I’m taking some time out after being welcomed home by my mom and dad, getting my head together after seeing him again. I must admit, I need this more than I thought I would. Being around him still hurts more than it should, part of me aching for how we used to be and hating the distance between us now, despite everything.

I hate how much I still miss him, even after months of not seeing him. Time has not eased the severity of my pain or longing. It’s not getting any easier. If anything, the depth of how much I miss him has only worsened, the longer it’s been. I hoped this would eventually get better, not worse, and seeing him is torture.

I hate that I am this pathetic, that despite the pep talks, the late-night tears until I fall asleep and the willingness to just hate him. I can’t. There is too much that he did for me in my past that still lingers too close to my heart.

He took me under his wing, introduced me to his friends and his lifestyle. He sheltered me from everyone and let me use him as a human shield whenever I needed one. He lifted my mood when I couldn’t get out of bed and he brought me movies and hugs when I was sick.

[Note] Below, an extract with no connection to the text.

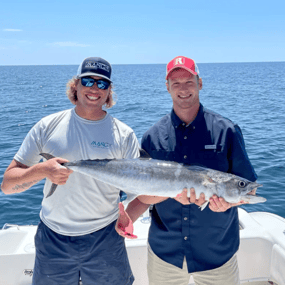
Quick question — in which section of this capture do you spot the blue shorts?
[32,219,134,285]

Even when he left for trips or college, he never broke contact. He always came home, and I was always the first person he came to see. Always with some sort of gift from his absence, a trinket, or a keepsake, or one of the ten million stuffed unicorns I own.

Then in one fell swoop, he became someone I didn’t know, who threw all that in my face and turned his back on me. I don’t get how he could have turned out to be the best thing in my life, to the absolute worst, in one change of feelings. I never thought he would be the one to deliver the blow to my heart that could completely ruin me. I guess I should have learned a long time ago, that in the end, everyone you let in ultimately hurts you. The only person you can rely on is yourself.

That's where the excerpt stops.